Molecule Generation with Fragment Retrieval Augmentation

We sincerely thank you for your comments. We appreciate your positive comments that our paper proposes an effective strategy to enhance the quality, diversity and novelty of molecules. We address your concerns and questions below.

Comment 1

The improvement of f-RAG compared to Genetic GFN is not large enough. Could the authors explain the potential reason that f-RAG falls behind genetic GFN?

Response 1

Drug discovery is a comprehensive problem and optimization performance alone is not meaningful without consideration of other factors such as diversity, novelty, and synthesizability. Genetic GFN [1] showed competitive results with $f$-RAG in terms of optimization performance (Table 1), but significantly worse results compared to $f$-RAG in terms of diversity, novelty, and synthesizability (Figure 1, Table 2 and Figure 7). As described in Lines 232-235, the essential considerations in drug discovery often conflict with each other, and the results of Genetic GFN illustrate these trade-offs. On the contrary, our proposed $f$-RAG effectively improves these trade-offs by utilizing existing fragments while dynamically updating the fragment vocabulary.

To further compare $f$-RAG and Genetic GFN, we evaluated the performance of Genetic GFN in the experiments of Section 4.2 in the below table. $f$-RAG outperforms Genetic GFN by a very large margin, again demonstrating its superiority as a universal method applicable to various drug discovery tasks. We will include this result in the revised paper.

Table: Novel top 5% docking score (kcal/mol) results. The results are the means and standard deviations of 3 independent runs. Lower is better.

Comment 2

In Table 2, arrows could be used to illustrate lower-better or higher-better.

Response 2

We appreciate the suggestion to improve the readability of our paper. We will include the arrows in the revised paper.

References

[1] Kim et al., Genetic-guided gflownets: Advancing in practical molecular optimization benchmark, arXiv, 2024.

We sincerely thank you for your comments. We appreciate your positive comments that our paper is well-written and the experiments show the effectiveness of our method.

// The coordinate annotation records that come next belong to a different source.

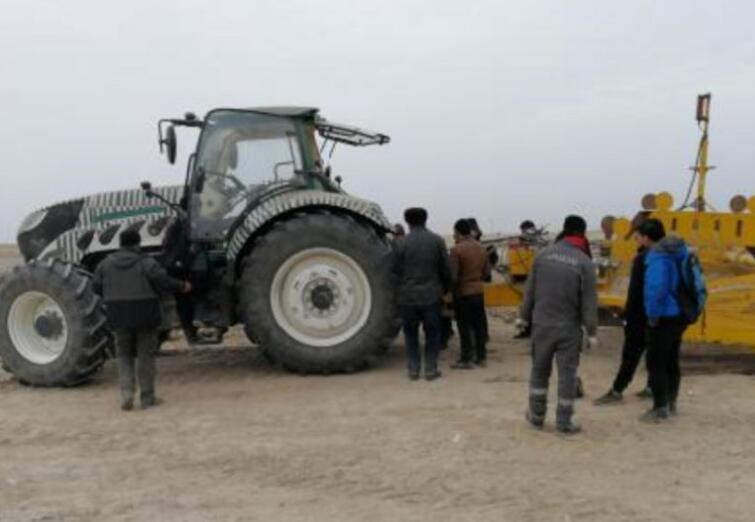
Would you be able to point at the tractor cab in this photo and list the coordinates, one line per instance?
(243, 155)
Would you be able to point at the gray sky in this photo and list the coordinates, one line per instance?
(502, 110)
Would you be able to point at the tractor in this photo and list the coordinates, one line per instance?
(272, 242)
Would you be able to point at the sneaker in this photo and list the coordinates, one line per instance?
(655, 415)
(611, 397)
(570, 428)
(534, 421)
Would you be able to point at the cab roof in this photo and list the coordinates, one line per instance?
(290, 111)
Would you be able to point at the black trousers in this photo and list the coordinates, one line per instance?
(472, 323)
(664, 342)
(429, 317)
(635, 341)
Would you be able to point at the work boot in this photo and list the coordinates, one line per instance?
(127, 403)
(655, 415)
(569, 428)
(150, 402)
(535, 422)
(611, 397)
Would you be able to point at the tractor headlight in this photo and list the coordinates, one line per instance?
(32, 221)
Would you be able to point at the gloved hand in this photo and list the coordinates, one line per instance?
(520, 324)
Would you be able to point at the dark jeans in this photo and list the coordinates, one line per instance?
(634, 346)
(472, 323)
(664, 341)
(136, 351)
(429, 317)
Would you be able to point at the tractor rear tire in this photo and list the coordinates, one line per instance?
(52, 327)
(316, 291)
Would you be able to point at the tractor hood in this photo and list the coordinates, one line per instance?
(71, 229)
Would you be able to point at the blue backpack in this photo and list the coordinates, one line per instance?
(692, 291)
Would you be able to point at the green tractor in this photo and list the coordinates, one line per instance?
(270, 240)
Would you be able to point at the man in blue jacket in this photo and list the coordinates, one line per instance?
(665, 323)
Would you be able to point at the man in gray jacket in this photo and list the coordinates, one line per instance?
(129, 282)
(560, 299)
(420, 264)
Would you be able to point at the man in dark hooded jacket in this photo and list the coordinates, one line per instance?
(635, 328)
(129, 282)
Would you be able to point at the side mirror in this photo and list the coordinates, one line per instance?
(199, 181)
(169, 143)
(147, 188)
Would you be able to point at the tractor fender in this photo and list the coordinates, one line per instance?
(300, 200)
(104, 216)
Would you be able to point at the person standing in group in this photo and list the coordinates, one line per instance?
(560, 299)
(469, 270)
(666, 254)
(422, 272)
(129, 282)
(635, 327)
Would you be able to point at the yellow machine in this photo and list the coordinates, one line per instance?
(724, 242)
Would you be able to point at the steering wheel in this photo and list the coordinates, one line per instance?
(234, 194)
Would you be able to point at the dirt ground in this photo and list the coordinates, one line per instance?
(240, 440)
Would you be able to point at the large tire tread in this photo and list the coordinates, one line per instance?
(88, 337)
(254, 303)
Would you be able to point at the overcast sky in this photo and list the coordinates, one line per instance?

We address your concerns below.

Comment 1

The novelty of the work is limited compared to [1,2,3]. In [1], retrieved exemplar molecules are used as inputs to guide the generation of new molecules through trainable networks. [2] also used GAs and LLMs.

Response 1

Compared to RetMol [1], $f$-RAG (1) retrieves fragments instead of molecules, (2) utilizes two types of retrieval--hard and soft, and (3) generates molecules in a one-shot manner instead of multiple iterations. For a more detailed explanation of the differences, please see Global Rebuttal.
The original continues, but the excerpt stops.